Sobejaram então as acusações de haver escrito
“Quando Mudam as Capitais” como instrumento de
minha promoção na carreira. Os principais insultos
sofridos emanaram da TRIBUNA DE IMPRENSA, então
órgão da “direita”. Posteriormente, quando foi
comprovada minha justa antecipação de que a guarnição
carioca não mais decidiria a parada, passei a
ser acusado de fascista e entusiasta da ditadura
militar. No Itamaraty, essa aleivosa acusação
comprometeu-me na carrière, embora tenham
os “terceiro-mundistas” colaborado com o regime
militar tanto quanto eu. Na realidade, eu antecipara
o colapso fatal da tenebrosa ideologia totalitária
o que duplamente se confirmou em 1945/1989. Incidentalmente,
em março 1964 eu era embaixador na Nigéria, designado
para esse posto longínquo e inconfortável pelo
inepto Presidente Goulart. Posteriormente a 1980,
a grande massa dos políticos e intelectuais brasileiros
passou a obscurecer o passado em benefício de
uma nova moda marxista. O annus mirabilis de
1989 não foi até agora registado neste país, infelizmente:
a vanguarda do atraso gramsciana continua controlando
os mídia.
Nos anos 70, alarmado com o crescimento explosivo
da população brasileira, entrei na campanha pelo
controle da natalidade. Esta teve algum sucesso,
com os índices de crescimento demográfico caindo
de 3% a 1,2%. Sofri na época uma série inacreditável
de injúrias, de novo de parte da “direita”. O
mais curioso foi o de uma dama caridosa que, se
dizendo católica fervorosa, sugeriu que, ao invés
de “matar os fetos” para reduzir a natalidade,
o país deveria “matar os velhos” para reduzir
a senilidade que me era atribuída... Belos sentimentos!

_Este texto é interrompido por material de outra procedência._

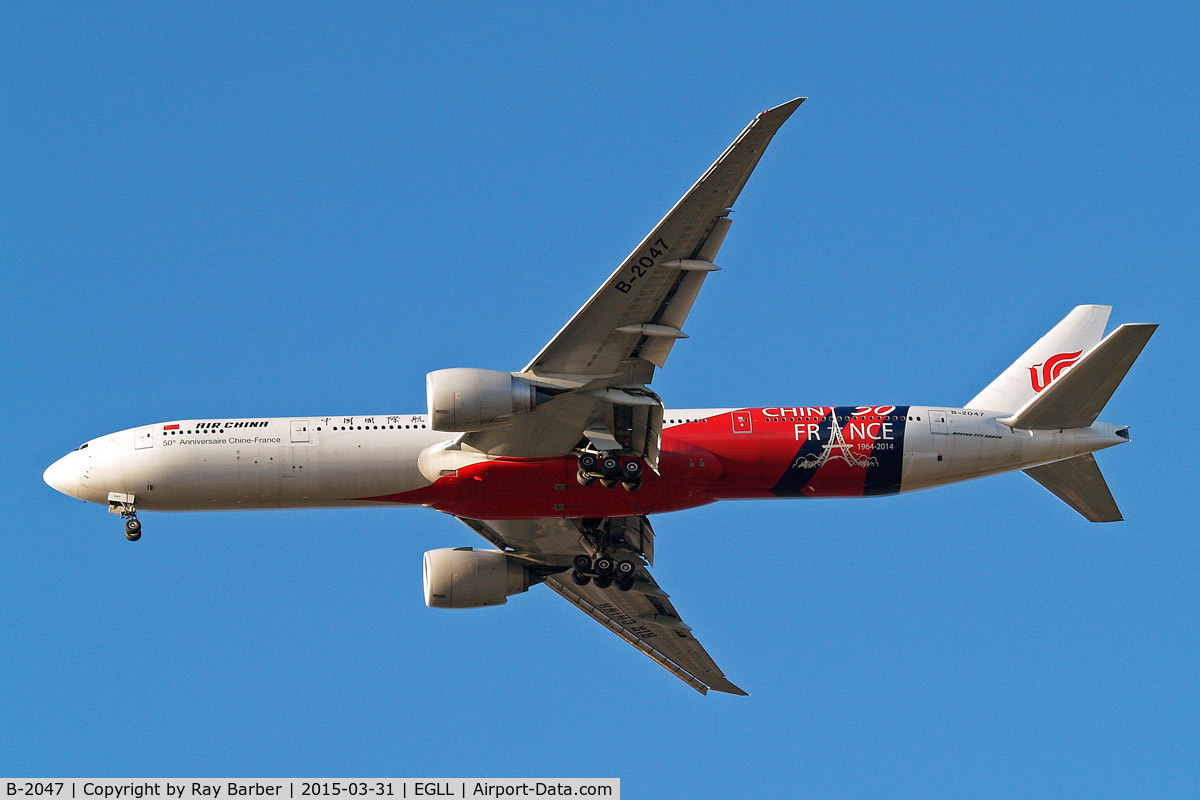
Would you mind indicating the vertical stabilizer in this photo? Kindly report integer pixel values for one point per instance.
(1047, 360)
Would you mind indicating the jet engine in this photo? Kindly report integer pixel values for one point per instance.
(462, 577)
(474, 400)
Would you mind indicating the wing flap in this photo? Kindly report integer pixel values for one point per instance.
(643, 617)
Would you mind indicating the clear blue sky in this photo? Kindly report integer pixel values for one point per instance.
(232, 211)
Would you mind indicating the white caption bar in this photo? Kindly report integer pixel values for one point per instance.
(303, 789)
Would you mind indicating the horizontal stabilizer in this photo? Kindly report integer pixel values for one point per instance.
(1075, 398)
(1079, 483)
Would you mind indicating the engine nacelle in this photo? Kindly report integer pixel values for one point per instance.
(462, 577)
(474, 400)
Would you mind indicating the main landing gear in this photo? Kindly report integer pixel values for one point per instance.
(123, 504)
(604, 571)
(610, 470)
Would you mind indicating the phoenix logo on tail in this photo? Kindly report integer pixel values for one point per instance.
(1051, 368)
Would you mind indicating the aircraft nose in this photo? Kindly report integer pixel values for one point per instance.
(63, 475)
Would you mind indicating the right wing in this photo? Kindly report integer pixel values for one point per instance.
(604, 359)
(642, 617)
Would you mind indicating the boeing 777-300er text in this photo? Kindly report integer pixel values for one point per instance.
(562, 464)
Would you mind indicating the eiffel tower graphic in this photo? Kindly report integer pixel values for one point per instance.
(835, 449)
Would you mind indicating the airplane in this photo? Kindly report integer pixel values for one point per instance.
(562, 464)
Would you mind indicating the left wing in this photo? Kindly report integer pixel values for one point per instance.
(643, 615)
(600, 364)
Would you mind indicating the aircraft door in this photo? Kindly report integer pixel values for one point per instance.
(300, 431)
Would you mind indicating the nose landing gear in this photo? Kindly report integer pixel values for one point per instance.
(123, 504)
(133, 529)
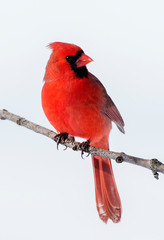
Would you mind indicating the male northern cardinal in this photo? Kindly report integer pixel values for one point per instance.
(76, 102)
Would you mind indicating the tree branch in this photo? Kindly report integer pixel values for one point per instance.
(153, 164)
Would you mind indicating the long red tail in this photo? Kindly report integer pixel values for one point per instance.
(107, 197)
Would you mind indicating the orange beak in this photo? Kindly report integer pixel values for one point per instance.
(83, 60)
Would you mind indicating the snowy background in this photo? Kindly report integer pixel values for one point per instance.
(49, 194)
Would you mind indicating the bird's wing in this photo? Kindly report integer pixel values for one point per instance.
(110, 109)
(113, 113)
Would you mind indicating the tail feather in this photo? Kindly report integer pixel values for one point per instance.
(107, 197)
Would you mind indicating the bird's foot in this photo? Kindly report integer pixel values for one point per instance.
(84, 146)
(60, 137)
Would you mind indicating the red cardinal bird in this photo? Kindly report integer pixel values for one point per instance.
(75, 102)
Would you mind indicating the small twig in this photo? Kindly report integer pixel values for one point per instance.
(153, 164)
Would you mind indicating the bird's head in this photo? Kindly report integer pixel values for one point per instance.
(66, 58)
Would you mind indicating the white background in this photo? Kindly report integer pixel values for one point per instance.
(49, 194)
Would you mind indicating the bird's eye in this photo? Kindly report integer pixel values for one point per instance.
(69, 59)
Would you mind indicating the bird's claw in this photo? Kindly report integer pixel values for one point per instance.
(84, 146)
(61, 137)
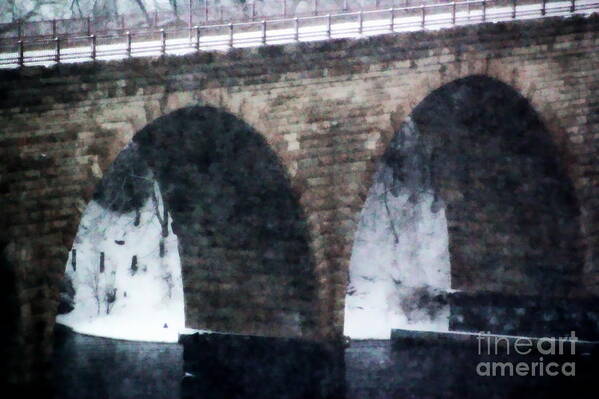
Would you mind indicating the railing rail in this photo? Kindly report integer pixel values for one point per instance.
(93, 45)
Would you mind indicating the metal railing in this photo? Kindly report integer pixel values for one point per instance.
(181, 40)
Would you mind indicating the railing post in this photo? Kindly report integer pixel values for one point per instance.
(484, 5)
(361, 23)
(544, 8)
(189, 21)
(21, 53)
(453, 13)
(57, 48)
(128, 44)
(197, 38)
(92, 39)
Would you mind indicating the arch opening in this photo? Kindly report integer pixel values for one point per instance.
(231, 248)
(471, 215)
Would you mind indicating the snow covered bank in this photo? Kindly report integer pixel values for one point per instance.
(135, 294)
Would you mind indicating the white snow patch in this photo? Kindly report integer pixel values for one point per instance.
(147, 307)
(388, 278)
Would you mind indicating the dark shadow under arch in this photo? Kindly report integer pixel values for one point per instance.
(480, 150)
(244, 244)
(512, 211)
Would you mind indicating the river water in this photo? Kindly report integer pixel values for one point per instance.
(92, 367)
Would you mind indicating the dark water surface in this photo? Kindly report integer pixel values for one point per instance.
(91, 367)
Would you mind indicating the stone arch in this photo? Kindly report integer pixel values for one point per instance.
(243, 239)
(479, 149)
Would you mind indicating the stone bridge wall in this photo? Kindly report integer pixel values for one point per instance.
(327, 109)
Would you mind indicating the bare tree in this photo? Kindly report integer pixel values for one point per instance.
(18, 12)
(92, 280)
(162, 216)
(170, 285)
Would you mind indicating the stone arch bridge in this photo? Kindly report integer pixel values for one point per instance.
(320, 117)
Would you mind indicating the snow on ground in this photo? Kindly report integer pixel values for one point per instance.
(400, 266)
(375, 22)
(149, 301)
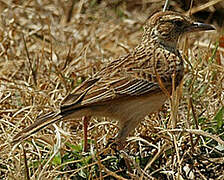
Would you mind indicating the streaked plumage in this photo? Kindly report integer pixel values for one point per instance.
(128, 88)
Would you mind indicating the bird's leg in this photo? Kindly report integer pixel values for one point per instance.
(85, 132)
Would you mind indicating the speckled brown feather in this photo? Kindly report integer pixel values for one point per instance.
(129, 88)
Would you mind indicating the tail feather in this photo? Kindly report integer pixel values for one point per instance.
(40, 123)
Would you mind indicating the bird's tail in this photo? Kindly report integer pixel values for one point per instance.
(40, 123)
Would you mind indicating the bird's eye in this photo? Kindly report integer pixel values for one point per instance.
(179, 23)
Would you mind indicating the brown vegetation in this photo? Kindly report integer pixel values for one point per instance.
(47, 48)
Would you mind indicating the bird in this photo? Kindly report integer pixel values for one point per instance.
(132, 86)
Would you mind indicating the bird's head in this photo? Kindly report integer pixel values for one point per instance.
(166, 27)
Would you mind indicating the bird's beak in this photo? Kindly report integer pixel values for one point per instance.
(196, 26)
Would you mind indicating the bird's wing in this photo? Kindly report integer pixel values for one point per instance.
(103, 91)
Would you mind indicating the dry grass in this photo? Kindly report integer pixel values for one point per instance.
(47, 48)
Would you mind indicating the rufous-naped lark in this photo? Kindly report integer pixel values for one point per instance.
(130, 87)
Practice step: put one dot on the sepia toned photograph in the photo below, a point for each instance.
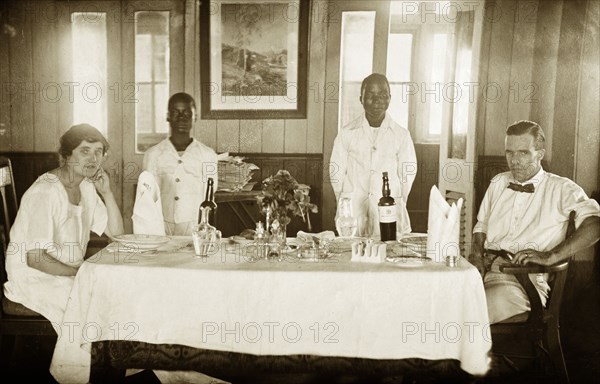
(300, 191)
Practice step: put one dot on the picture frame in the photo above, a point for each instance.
(253, 59)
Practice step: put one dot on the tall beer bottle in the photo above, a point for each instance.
(209, 203)
(387, 212)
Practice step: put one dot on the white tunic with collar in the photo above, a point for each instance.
(515, 221)
(182, 180)
(357, 162)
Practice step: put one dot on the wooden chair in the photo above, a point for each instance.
(15, 319)
(540, 326)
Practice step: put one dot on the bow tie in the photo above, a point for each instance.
(527, 188)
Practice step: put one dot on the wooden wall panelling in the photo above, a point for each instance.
(588, 126)
(20, 48)
(272, 136)
(228, 136)
(27, 166)
(316, 74)
(206, 132)
(495, 91)
(45, 107)
(250, 135)
(567, 82)
(5, 140)
(521, 90)
(295, 136)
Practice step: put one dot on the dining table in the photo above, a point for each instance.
(299, 303)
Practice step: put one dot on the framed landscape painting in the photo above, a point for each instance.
(253, 59)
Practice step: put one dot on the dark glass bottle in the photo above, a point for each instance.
(387, 212)
(209, 202)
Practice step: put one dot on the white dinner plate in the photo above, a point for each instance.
(408, 262)
(141, 242)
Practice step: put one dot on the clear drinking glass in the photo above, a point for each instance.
(206, 238)
(346, 224)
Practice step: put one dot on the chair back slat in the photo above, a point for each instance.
(8, 198)
(560, 277)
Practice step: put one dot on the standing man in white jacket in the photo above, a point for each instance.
(371, 144)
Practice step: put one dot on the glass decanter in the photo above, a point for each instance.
(206, 238)
(346, 224)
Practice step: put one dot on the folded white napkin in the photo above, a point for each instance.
(147, 210)
(308, 237)
(443, 227)
(186, 377)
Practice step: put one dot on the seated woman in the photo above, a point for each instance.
(50, 234)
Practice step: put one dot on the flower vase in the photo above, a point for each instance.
(278, 241)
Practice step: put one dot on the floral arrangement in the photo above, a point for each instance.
(286, 198)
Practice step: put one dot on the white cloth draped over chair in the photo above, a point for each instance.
(147, 210)
(443, 227)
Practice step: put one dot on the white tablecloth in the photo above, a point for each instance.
(225, 302)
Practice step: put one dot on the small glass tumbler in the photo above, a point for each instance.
(206, 240)
(452, 261)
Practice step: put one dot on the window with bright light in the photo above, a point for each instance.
(88, 33)
(436, 84)
(419, 64)
(151, 77)
(358, 30)
(399, 59)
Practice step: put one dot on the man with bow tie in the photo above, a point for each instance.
(523, 219)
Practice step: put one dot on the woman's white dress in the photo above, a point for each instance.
(47, 220)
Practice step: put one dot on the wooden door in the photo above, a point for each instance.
(458, 149)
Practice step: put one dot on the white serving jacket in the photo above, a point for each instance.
(356, 167)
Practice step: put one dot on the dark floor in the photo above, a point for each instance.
(580, 333)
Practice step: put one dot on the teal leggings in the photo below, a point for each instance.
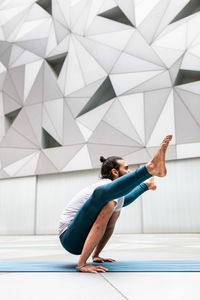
(129, 185)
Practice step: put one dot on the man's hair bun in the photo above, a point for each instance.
(102, 159)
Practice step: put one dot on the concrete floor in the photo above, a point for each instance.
(107, 286)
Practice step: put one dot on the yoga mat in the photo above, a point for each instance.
(119, 266)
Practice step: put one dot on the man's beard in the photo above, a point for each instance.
(120, 174)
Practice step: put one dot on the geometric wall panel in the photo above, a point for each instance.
(80, 79)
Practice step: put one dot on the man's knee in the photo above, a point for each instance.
(106, 212)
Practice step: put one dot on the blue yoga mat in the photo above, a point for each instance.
(119, 266)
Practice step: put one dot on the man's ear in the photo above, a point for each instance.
(114, 172)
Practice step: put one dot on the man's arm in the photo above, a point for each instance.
(95, 235)
(108, 232)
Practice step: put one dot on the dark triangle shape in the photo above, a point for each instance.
(10, 117)
(46, 5)
(187, 76)
(48, 141)
(191, 8)
(56, 62)
(104, 93)
(116, 14)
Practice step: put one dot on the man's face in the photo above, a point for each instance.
(123, 169)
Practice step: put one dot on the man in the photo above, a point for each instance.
(89, 219)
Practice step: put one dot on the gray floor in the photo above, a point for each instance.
(107, 286)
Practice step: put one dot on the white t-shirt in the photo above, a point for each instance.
(78, 200)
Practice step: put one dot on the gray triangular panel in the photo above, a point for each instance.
(46, 5)
(51, 89)
(192, 102)
(71, 134)
(44, 165)
(61, 156)
(96, 151)
(48, 141)
(106, 134)
(191, 8)
(56, 62)
(38, 47)
(116, 14)
(187, 129)
(153, 104)
(104, 93)
(36, 93)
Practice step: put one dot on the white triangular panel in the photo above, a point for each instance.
(30, 166)
(165, 124)
(80, 25)
(37, 29)
(95, 9)
(92, 118)
(116, 40)
(104, 55)
(80, 161)
(162, 81)
(12, 155)
(193, 87)
(127, 81)
(134, 107)
(76, 104)
(193, 29)
(62, 155)
(143, 8)
(71, 132)
(74, 77)
(173, 71)
(106, 5)
(26, 57)
(15, 167)
(172, 10)
(191, 62)
(16, 140)
(48, 125)
(16, 52)
(188, 150)
(195, 49)
(169, 56)
(128, 63)
(34, 113)
(91, 70)
(31, 71)
(114, 116)
(22, 124)
(101, 25)
(174, 40)
(108, 135)
(98, 150)
(158, 49)
(128, 9)
(52, 42)
(85, 131)
(44, 165)
(137, 157)
(55, 111)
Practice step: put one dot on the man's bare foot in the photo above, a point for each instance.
(151, 184)
(101, 259)
(156, 167)
(92, 269)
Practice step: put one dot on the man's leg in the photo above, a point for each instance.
(95, 235)
(75, 236)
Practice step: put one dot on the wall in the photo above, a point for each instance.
(32, 205)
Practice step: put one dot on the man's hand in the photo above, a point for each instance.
(92, 269)
(100, 259)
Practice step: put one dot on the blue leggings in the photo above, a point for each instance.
(129, 185)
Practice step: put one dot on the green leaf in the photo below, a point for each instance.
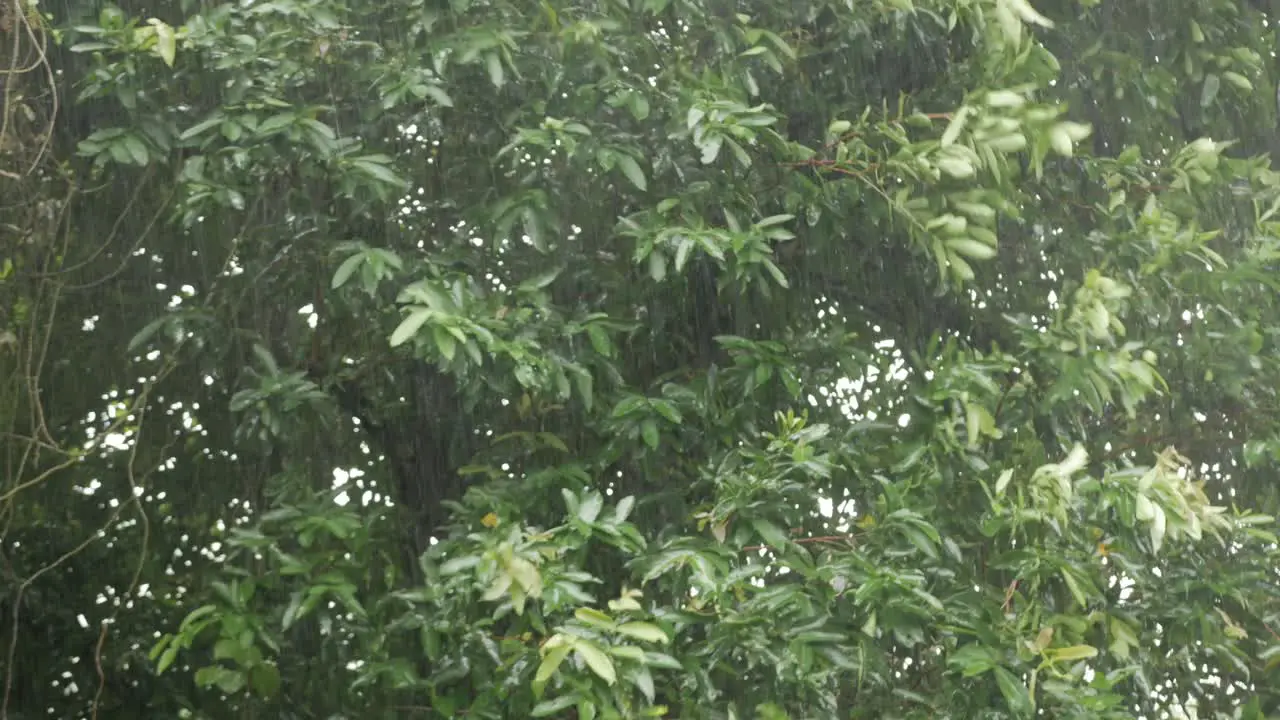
(549, 707)
(408, 327)
(493, 64)
(136, 149)
(597, 660)
(551, 662)
(649, 433)
(1074, 652)
(167, 41)
(644, 632)
(444, 342)
(380, 172)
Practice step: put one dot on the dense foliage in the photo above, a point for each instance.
(639, 359)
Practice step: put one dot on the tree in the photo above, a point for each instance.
(652, 358)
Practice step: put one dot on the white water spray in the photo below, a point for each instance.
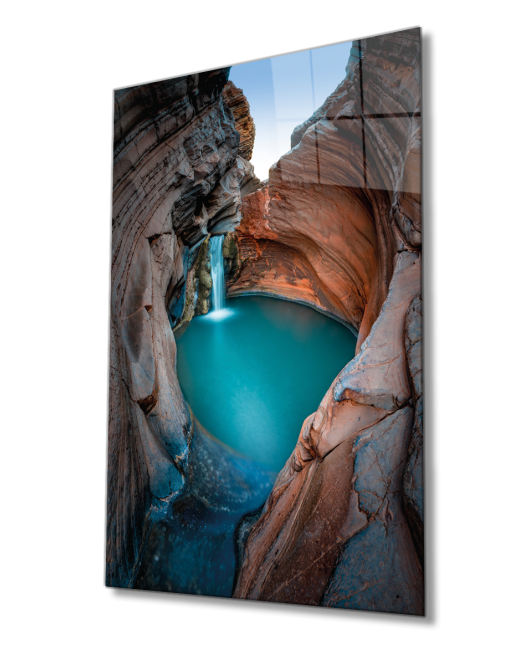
(218, 273)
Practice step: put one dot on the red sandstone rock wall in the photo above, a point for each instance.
(343, 525)
(239, 106)
(175, 165)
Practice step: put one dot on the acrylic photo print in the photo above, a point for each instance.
(265, 372)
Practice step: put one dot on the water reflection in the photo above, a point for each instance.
(254, 376)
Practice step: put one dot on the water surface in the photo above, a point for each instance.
(252, 374)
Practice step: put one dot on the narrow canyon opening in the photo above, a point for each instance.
(265, 424)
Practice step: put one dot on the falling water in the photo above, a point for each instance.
(218, 273)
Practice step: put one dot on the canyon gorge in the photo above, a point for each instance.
(336, 227)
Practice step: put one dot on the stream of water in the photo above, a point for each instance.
(251, 378)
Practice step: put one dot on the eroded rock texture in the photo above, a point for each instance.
(177, 174)
(239, 106)
(338, 226)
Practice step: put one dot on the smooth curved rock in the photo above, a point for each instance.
(239, 106)
(175, 141)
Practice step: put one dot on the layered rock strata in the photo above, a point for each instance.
(338, 225)
(176, 170)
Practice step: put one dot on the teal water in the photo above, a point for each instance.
(252, 377)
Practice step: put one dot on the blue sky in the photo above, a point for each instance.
(282, 94)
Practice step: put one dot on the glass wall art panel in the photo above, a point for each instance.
(265, 397)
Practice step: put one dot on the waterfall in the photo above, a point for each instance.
(218, 273)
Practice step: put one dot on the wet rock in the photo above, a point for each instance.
(338, 225)
(174, 142)
(239, 106)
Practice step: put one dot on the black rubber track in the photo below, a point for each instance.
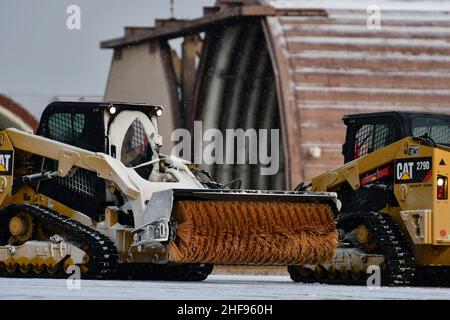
(102, 251)
(391, 242)
(103, 263)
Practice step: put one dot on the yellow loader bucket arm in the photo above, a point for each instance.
(192, 224)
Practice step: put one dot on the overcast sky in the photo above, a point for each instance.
(40, 57)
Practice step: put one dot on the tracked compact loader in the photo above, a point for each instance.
(395, 208)
(92, 190)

Numa revista paulista, fui infamado por outro
motivo. Um certo Senhor Lancellotti, membro da
Corte do Rei Arthur, denunciou-me por ser membro
da Censura que perseguia “O Comportamento Sexual”
apresentado na TV por uma sexóloga, ulteriormente
convertida em política com o fim de suplementar
a debilidade mental de seu digno esposo. Como
nunca pertenci a nenhum órgão censor, nem mesmo
sabia quem era “Dona Marta” cujo comportamento
sexual, bom ou mal, não me interessa de modo algum,
a acusação era inteiramente gratuita. São os ossos
do ofício... Não desejo prolongar este embaraçoso
relato. A última peripécia de meus confrontos
com a imprensa marron é recente. A 17 de janeiro
último, um colaborador dessa mesma TRIBUNA DE
IMPRENSA - o principal órgão utilizado por Carlos
Lacerda como um dos líderes civis do golpe de
64 - me acusa de haver “servido à ditadura dos
generais” e haver sido “o guru filósofo da tortura”
(sic). A ira do Senhor Argemiro Ferreira contra
minha pessoa e meu amigo “Bob Fields”, a quem
muito admiro como um dos homens mais lúcidos do
país, se deve provavelmente ao fato de haver sido
condecorado pelo coronel Gadafi por defender o
uso do terrorismo contra aviões americanos (o
aparelho da Panamerican que caiu na Escócia matou
mais de 350 pessoas!). Sou de fato inimigo do
terrorismo e da tortura mental promovida pela
Esquerda Gramsci. E creio que órgãos como a TRIBUNA
só podem mesmo é servir de papel higiênico para
o grotesco e disentérico ditador militar líbio.